Au delà de l’émotion que peut susciter cette effroyable tragédie, je m’interroge juste en tant que jeune africain de la génération Y. Comment en est-on arrivé là ? Comment se fait-il qu’en 2011, 26 ans après « We are the world » et les centaines de millions de dollars dépensés pour combattre la famine, les choses n’aient pas évoluées dans cette région du continent ?
Aux sources du problème
Les causes de la faim dans le monde en général sont connues : une injustice profonde dans la distribution des richesses de notre planète.

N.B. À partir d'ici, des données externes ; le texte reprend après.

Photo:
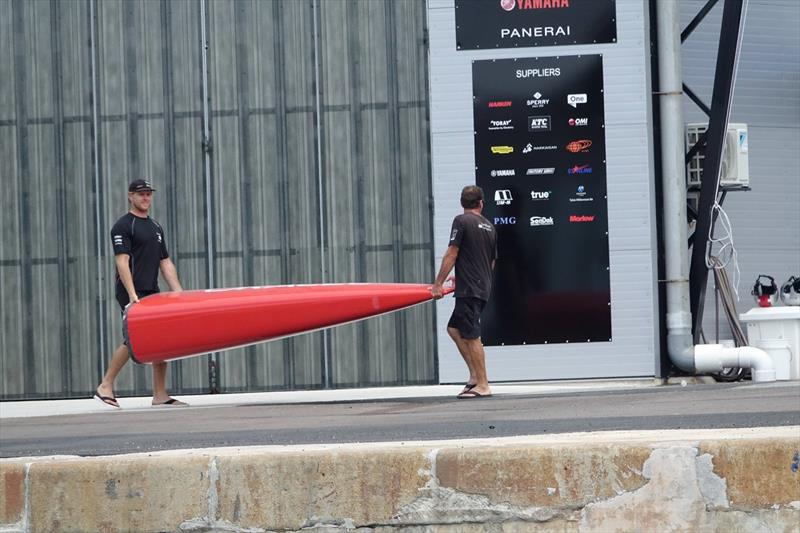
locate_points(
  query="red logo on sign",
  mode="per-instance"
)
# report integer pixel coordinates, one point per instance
(579, 146)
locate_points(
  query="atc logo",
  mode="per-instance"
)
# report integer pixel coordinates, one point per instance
(579, 169)
(502, 197)
(579, 146)
(540, 123)
(541, 221)
(502, 149)
(503, 172)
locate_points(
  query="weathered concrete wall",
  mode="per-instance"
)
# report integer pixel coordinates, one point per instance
(720, 480)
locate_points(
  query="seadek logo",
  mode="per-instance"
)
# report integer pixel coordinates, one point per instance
(579, 146)
(541, 221)
(502, 149)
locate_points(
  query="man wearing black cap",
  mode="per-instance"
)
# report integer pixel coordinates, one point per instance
(140, 252)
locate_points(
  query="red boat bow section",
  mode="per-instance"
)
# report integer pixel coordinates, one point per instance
(174, 325)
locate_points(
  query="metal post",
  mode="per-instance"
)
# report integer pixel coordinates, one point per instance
(727, 58)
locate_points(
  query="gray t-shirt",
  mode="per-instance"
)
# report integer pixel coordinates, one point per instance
(476, 240)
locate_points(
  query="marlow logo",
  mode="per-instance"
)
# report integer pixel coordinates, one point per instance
(502, 149)
(579, 146)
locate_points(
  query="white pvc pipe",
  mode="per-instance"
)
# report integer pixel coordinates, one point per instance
(715, 357)
(676, 257)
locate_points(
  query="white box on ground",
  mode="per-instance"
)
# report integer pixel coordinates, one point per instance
(776, 330)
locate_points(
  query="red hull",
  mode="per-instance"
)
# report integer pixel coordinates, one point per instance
(174, 325)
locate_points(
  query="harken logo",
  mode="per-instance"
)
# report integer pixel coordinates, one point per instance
(502, 197)
(503, 172)
(502, 149)
(500, 125)
(537, 102)
(575, 99)
(540, 123)
(541, 221)
(540, 171)
(579, 169)
(579, 146)
(509, 5)
(540, 195)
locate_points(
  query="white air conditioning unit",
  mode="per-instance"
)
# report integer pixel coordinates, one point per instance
(735, 164)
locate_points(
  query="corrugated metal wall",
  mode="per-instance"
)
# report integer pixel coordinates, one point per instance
(319, 172)
(765, 220)
(632, 243)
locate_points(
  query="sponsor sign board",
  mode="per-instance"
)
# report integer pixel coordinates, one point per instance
(545, 187)
(491, 24)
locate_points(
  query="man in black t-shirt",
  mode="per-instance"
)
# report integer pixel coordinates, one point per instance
(140, 252)
(472, 250)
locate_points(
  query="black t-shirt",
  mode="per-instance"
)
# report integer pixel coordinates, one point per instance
(143, 240)
(477, 248)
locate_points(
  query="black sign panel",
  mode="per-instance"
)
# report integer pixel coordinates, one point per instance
(482, 24)
(540, 159)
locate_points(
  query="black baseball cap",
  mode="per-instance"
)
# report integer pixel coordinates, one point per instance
(140, 186)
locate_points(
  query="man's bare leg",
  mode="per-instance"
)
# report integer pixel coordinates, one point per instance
(463, 349)
(477, 356)
(118, 360)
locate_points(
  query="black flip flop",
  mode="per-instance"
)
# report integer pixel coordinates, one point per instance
(107, 400)
(470, 394)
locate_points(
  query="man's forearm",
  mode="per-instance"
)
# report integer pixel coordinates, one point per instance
(170, 274)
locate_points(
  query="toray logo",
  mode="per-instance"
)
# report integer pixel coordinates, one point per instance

Qu’il s’agisse du capital détenue par une infime minorité, ou d’un accaparement des terres par une minorité réduite de très grands propriétaires, de profondes inégalités sont toujours source d’instabilité. D’autre part, les pouvoirs publics du Nord qui subventionnent leur agriculture, et les spéculations boursières sur les matières premières et les denrées alimentaires n’arrangent pas les choses.
Mais en quittant le niveau macro pour regarder de plus près la situation en Somalie, c’est encore pire comme l’explique en détail cet article de Courrier International. La somalie n’a en effet de pays que le nom. Ce territoire plus vaste que la France, n’a plus de gouvernement officiel depuis…1991. Plutôt qu’un Etat, la Somalie est depuis 20ans un territoire anarchique sans loi ni gouvernement au sens « occidental ». Divisés en clans/sous-clans ethniques sans cesse en guerre les uns contre les autres, c’est devenu un repaire de trafiquant de tout genre. Le chaos a engendré et fait prospérer de nouvelles sortes de parasites, qui se nourrissent de la guerre et de l’anarchie ambiante : des pirates, des trafiquants d’armes, des vendeurs de drogue, des importateurs d’aliments pour bébés périmés (et souvent avariés), bref, des individus qui ont tout intérêt à ce que la pagaille dure et que les choses restent telles qu’elles sont. La dominance de l’islamisme n’arrange pas les choses (La quasi totalité des Somaliens pratiquent l’Islam Sunite). Entre les islamistes modérés et les radicaux déterminés à faire le djihad contre tout ce qui ressemble de près ou de loin à l’occident, les somaliens (surtout les plus jeunes) qui n’ont forcément pas choisi la situation dans laquelle ils se retrouvent, semblent condamnés. Et comme si cela ne suffisant pas, la sécheresse de cette année est venue sceller définitivement leur sort.
Mesures dans l’immédiat
Mais tout ceci n’enlève rien à l’urgence de la situation alimentaire. Il est impératif de mettre de coté les réflexions philosophiques et prendre des mesures face à cette famine. 300 millions de dollars pour extirper de la famine 12 millions de personnes ça semble élevé. Mais comparé aux dépenses habituellement faites par l’occident pour d’autres problèmes, c’est une broutille. Comme disait un de mes amis sur Facebook, Il a fallu un week-end aux « pays riches » pour décider de déverser des milliards de dollars en bombes et missiles sur la Libye. La Corne de l’Afrique et sa famine attendent encore. En effet, en un seul weekend de combats, plus de 110 missiles de croisières Tomahawk ont été lancés en Libye. A raison de 650 000 € le missile, le calcul est vite fait. Les analystes évaluent le cout d’une guerre comme celle en cours en en Libye à plusieurs milliards d’euros, pour un résultat plus que discutable. De même le cout du sauvetage du système bancaire dépassait les 6000 milliards de dollars. Rien que le 1/10 de ce montant suffirait à éradiquer complètement la famine, la malaria, et l’analphabétisme dans le monde.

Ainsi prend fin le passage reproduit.